The most common side effects of any bypass/bowel shortening operations are challenges with vitamin absorption, loose bowel movements (dumping), blockages (small bowel obstructions) from an internal hernia or a band of scar that the bowel twists around, or from telescoping (intussusception) at the connection of a Roux en Y (end to side) technique. Significant scarring is much less common today now that small incision laparoscopy is almost always used. Daily diarrhea is rare, but does occur in a small group of patients. Occasional diarrhea is usually easily treated by avoiding certain foods. It can also be the result of Irritable Bowel Syndrome (IBS) that the patient had before surgery.

Surgeons are always cautious with “change” for good reason. However, SADI-s has been investigated for more than 10 years. It has fewer complications than RYGB, with better weight-loss and diabetes results. Many surgeons are also inexperienced with dividing the duodenum, which is a difficult area to safely dissect. Additionally, insurance restrictions are known for resisting the adoption of new techniques, despite what the insurers insist. Patients may easily get confused by complex terms and by an ever-evolving field.

The Good Parts of SADI-s

In SADI-s, we almost never see ulcers or bowel obstruction. SADI-s avoids the second anastomosis that can cause real mischief, compared to the original DS, and has very similar weight-loss outcomes.

The shorter length of “in use” small bowel offers a measurable increase in the amount of weight lost, in resistance to weight regain, and in the control of diabetes. Most patients don’t have diarrhea, but a very small number do go back for a brief operation to lengthen the amount of bowel that the food goes through (usually by about 10%, or three feet/one meter).

How Can a Patient and Their Surgeon Decide?
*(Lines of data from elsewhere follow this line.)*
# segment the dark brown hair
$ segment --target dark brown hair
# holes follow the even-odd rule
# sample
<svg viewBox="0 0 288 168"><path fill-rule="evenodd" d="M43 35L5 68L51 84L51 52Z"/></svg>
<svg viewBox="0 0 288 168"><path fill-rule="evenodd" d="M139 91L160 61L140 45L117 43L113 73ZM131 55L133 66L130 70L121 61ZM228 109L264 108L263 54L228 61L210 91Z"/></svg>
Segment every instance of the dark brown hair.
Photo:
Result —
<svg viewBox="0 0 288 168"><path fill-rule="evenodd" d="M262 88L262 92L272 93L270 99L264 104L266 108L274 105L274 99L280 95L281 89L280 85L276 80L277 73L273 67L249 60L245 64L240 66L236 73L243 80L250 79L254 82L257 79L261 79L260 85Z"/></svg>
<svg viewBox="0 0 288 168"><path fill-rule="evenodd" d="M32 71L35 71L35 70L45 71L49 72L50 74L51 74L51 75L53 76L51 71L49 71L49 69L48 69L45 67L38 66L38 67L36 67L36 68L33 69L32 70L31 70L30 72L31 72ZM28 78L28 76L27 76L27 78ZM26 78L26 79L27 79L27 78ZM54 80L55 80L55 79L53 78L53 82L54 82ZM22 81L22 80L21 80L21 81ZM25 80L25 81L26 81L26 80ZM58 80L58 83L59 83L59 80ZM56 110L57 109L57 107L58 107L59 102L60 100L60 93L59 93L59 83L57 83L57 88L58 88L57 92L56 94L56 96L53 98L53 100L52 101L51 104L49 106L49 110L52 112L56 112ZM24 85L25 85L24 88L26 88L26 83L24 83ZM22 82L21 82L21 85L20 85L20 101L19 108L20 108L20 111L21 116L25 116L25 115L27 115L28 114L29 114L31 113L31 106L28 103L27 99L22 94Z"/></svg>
Most surgeons in the U.S. still do not perform SADI-s, and many are very early in their experience. This is a skill that takes time to learn, so many feel safest doing Sleeve Gastrectomies in their early cases that can get upgraded at a later point. The previous weight lost with the Sleeve makes the staged operation much easier, and probably safer. A patient who wants to discuss SADI-s should make sure the surgeon has done a reasonable number of procedures, as it’s not uncommon for surgeons to dismiss all operations that bypass more than a short amount of bowel for resulting in severe diarrhea. That is not the case, but it’s still commonly heard.

Conclusion

We no longer perform primary gastric bypass surgeries in my medical group. My partner, Dan Cottam, MD, is a leader in the field of SADI-s in the United States. The ulcers, bowel obstructions, and variable weight outcomes were unacceptable in our view. We do use it occasionally in very rare, complex cases such as a revision surgery. While there is a modest number of patients who want a later “upgrade” from Sleeve to SADI-s, this is fairly easy and safe in our overall experience. We are also supporters of the new medication classes that can help manage the disease of obesity even after surgery.

Final Note to Patients with Gastric Bypass

Do not look to convert to SADI-s or DS. There is now a good amount of research that shows the TALL approach to adjusting the amount of bowel “in use” is much safer and likely just as effective. The complications mostly came from altering the already divided stomach with no real benefit. We only change the stomach if there is an ongoing problem such as chronic ulcers or fistula, or large and problematic hiatal hernias.

 

About the Author:

Walter Medlin, MD, FACS, ASMBS, is a bariatric surgeon in Salt Lake City, Utah and Lehi, Utah. He had a Gastric Sleeve in 2008 and enjoyed very good results, but “upgraded” to SADI-s in 2020 after a heart attack to better manage his blood pressure with age. He was slightly unlucky here and had a “limb-lengthening” surgery a year later for an irritable bowel, which was effective. Dr. Medlin now also takes medication to maintain his weight.